Rider agrees, adding, “Carriers in our market are providing less service to our employer groups, so brokers have had to adapt their models to pick up the additional services. For brokers, this is an opportunity. We are also seeing a lot of providers join a local system and the expansion of micro-hospitals in our market.”
Yarn cautions that brokers who fail to address the growing popularity of direct-contract health care risk being left behind. “The most productive development I have seen is large employers vocally shouting to the world and national presses that they will directly contract with hospital systems, build their own health care programs and blow up the system on their own if they have to,” he says. “My biggest concern is that many agents are not aware of this market shift and are going to lose a lot of their commissions and revenues if they do not adapt.”
De La Rosa sees the same trend on the West Coast.“Carrier choices continue to dwindle,” she says. “We're seeing many providers band together to provide their own health plans, while employer costs continue to skyrocket because of the costs of health care and pharmaceutical benefits.”
Rider points to three additional challenges for brokers in today's environment: Enhancing product offerings through voluntary benefits; improving employee education; and recruiting top talent when the unemployment rate is historically low. At the same time, however, innovation and technology promise new opportunities, such as the expansion of mental health benefits with focuses on opioid addiction, depression and anxiety.
“We are hoping that there will be enough prescribing providers to accommodate the need as the negative stigma of mental health is reduced,” Rider says. “Many employee assistance programs and telemedicine options now include limited mental health services.”

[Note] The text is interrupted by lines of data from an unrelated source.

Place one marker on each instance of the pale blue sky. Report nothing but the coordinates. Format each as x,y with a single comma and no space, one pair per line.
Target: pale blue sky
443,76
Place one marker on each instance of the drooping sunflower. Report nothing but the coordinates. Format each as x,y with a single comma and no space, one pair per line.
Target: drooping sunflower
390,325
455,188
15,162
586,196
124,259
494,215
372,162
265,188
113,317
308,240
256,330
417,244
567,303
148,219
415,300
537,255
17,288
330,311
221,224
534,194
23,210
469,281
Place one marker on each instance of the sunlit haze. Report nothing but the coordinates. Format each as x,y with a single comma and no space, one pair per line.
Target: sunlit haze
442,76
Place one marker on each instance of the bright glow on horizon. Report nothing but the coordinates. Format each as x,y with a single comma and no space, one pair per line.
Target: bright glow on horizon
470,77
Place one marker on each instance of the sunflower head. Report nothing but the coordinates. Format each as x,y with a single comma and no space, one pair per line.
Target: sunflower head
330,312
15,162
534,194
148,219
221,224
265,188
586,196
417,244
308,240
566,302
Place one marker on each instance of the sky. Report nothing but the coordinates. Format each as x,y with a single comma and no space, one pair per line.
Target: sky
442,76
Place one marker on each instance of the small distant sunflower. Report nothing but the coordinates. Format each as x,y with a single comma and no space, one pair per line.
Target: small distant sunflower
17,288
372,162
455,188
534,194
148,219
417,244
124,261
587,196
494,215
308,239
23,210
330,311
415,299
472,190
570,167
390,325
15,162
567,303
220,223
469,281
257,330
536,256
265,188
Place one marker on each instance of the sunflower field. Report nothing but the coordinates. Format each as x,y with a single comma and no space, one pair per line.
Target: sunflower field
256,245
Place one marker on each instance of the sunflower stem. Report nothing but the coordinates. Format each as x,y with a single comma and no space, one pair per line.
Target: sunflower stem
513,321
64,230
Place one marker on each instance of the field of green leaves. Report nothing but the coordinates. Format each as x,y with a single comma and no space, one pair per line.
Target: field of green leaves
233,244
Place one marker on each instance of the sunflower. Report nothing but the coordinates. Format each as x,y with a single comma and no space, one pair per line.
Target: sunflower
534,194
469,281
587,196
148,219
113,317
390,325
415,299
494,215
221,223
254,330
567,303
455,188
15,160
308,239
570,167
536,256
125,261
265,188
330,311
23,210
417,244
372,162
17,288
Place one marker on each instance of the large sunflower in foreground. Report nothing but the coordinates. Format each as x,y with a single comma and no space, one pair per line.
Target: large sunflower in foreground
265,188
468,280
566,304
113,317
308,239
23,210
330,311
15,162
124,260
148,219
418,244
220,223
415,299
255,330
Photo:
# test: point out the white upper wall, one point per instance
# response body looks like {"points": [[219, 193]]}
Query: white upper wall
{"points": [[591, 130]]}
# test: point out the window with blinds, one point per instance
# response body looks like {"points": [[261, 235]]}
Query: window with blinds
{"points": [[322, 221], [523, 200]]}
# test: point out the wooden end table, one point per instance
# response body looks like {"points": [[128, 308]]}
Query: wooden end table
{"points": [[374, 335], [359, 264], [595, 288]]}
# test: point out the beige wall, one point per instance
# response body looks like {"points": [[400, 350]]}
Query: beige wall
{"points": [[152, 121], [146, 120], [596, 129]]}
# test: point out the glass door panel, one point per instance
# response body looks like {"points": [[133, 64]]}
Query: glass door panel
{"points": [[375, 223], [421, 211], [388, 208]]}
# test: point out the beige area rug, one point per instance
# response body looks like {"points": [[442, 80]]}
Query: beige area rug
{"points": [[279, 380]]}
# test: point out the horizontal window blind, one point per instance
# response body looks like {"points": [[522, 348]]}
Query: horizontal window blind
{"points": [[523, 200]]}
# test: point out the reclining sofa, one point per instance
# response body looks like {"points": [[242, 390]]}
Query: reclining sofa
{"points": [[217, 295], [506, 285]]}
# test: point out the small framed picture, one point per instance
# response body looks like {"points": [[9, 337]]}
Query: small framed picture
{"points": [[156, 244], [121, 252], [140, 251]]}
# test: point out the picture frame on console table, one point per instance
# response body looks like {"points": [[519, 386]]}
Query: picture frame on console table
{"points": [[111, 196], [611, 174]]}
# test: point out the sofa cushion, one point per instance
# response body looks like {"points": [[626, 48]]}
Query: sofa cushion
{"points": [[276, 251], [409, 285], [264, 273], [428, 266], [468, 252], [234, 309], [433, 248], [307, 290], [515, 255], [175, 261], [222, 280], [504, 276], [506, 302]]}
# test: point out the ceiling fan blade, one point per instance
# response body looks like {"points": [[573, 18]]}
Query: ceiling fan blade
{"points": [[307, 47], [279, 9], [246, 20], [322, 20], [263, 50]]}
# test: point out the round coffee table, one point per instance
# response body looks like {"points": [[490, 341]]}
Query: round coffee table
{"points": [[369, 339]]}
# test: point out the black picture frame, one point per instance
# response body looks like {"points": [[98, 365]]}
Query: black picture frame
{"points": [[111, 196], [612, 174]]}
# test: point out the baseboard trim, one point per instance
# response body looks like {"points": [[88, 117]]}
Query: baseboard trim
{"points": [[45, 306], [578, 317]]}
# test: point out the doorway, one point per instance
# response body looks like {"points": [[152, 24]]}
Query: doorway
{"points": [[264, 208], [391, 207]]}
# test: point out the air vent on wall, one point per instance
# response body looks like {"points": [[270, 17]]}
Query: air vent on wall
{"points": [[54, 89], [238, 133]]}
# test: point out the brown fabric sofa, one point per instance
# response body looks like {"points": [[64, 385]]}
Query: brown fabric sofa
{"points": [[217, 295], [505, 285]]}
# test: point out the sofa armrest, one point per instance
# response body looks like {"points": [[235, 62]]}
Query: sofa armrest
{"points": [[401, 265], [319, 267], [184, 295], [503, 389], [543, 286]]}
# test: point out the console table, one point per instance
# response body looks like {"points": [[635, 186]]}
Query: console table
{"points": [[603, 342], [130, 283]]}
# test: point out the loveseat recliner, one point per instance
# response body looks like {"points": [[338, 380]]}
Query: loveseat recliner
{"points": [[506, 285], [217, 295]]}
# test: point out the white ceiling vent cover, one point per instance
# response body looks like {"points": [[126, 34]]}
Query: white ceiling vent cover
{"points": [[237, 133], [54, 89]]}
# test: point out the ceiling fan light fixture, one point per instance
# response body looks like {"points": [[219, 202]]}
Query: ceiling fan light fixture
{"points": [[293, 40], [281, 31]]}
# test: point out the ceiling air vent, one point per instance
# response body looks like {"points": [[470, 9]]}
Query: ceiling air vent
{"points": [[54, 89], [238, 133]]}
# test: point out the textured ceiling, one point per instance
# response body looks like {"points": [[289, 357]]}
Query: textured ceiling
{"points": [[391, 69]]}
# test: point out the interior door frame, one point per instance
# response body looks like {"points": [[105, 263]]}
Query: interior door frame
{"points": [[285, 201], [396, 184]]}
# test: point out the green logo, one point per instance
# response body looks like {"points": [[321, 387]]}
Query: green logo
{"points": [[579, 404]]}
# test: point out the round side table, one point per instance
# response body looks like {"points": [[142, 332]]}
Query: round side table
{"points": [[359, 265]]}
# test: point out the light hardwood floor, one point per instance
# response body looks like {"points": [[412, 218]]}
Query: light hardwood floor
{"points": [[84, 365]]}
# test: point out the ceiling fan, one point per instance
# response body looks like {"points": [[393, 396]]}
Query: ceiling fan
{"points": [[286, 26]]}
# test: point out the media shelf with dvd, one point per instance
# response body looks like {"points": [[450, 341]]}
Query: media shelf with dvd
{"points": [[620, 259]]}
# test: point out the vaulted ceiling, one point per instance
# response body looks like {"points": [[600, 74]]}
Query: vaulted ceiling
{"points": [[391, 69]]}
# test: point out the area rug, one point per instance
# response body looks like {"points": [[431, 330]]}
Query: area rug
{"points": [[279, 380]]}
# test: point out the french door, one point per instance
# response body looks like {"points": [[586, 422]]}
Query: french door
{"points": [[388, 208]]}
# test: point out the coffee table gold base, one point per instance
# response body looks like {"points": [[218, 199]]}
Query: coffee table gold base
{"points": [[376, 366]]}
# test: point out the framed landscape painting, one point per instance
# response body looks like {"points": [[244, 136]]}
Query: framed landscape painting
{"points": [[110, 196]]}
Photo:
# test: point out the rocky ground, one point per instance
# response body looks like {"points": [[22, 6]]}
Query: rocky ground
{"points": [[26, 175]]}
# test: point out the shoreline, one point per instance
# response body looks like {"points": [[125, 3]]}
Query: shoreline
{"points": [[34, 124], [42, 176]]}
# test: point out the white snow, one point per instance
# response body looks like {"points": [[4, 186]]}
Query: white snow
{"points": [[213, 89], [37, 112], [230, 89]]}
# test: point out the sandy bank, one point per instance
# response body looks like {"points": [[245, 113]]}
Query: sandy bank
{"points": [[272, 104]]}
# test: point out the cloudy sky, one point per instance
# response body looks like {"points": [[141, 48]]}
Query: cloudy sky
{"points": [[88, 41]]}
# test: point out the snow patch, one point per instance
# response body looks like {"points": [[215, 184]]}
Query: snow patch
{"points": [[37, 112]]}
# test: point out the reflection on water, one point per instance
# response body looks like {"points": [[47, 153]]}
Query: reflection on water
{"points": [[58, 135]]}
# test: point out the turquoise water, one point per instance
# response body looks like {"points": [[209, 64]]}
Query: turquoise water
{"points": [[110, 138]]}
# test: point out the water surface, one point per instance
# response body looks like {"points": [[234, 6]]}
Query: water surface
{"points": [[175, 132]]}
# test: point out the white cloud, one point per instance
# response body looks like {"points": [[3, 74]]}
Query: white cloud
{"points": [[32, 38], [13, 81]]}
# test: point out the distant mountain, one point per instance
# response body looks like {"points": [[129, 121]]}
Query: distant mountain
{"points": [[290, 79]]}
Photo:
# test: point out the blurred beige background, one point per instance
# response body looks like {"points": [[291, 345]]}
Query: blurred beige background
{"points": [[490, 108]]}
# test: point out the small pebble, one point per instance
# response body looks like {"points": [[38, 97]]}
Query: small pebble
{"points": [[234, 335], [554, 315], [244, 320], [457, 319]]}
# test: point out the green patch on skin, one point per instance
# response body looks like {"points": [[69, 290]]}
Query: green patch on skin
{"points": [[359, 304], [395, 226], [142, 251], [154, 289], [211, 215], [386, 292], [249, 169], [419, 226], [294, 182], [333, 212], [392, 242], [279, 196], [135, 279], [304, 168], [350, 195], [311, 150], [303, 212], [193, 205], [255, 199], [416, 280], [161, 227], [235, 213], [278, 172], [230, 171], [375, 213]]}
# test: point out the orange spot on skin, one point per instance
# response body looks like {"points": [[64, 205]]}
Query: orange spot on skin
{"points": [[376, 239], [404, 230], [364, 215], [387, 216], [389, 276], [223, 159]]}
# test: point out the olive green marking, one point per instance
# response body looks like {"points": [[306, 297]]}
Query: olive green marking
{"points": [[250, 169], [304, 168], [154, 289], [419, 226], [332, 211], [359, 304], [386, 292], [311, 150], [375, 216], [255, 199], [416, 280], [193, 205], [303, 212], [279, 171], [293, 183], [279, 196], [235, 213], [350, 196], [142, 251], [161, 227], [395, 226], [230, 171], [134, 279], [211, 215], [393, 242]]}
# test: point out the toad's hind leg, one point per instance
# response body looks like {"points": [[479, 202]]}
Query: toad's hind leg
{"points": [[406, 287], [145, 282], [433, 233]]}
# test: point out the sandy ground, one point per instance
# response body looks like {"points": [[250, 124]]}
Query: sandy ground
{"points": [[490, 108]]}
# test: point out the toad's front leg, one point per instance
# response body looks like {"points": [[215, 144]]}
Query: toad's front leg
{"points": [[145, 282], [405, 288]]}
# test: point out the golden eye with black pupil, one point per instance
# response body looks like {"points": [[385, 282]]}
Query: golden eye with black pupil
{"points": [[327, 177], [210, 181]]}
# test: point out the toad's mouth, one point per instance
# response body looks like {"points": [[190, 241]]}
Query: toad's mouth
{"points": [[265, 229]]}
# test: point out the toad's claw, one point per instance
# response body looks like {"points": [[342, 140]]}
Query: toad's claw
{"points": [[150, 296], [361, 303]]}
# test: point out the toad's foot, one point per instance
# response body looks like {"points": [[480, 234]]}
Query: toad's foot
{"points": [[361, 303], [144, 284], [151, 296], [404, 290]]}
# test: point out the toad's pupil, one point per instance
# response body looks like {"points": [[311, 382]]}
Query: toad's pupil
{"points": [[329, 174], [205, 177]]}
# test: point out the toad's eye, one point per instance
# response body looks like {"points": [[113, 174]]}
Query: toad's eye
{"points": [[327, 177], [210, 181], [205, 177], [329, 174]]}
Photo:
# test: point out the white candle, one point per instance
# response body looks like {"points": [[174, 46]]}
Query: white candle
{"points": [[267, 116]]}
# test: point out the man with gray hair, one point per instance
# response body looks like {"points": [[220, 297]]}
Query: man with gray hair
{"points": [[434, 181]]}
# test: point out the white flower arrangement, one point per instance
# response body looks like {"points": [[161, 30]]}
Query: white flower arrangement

However, even with challenges this year and uncertainty on the horizon, few brokers would trade their 2018 results for the slumping business and double-digit premium hikes seen in recent years. Those who learn the lessons of the last year and adjust their strategies accordingly should be well positioned for continued success in 2019.
“If the entire industry can reposition itself in transparency and problem-solving,” Yarns says, “even at the risk of some major short-term losses, they will be able to take the long view and compete with all the innovation that is coming from the tech giants.”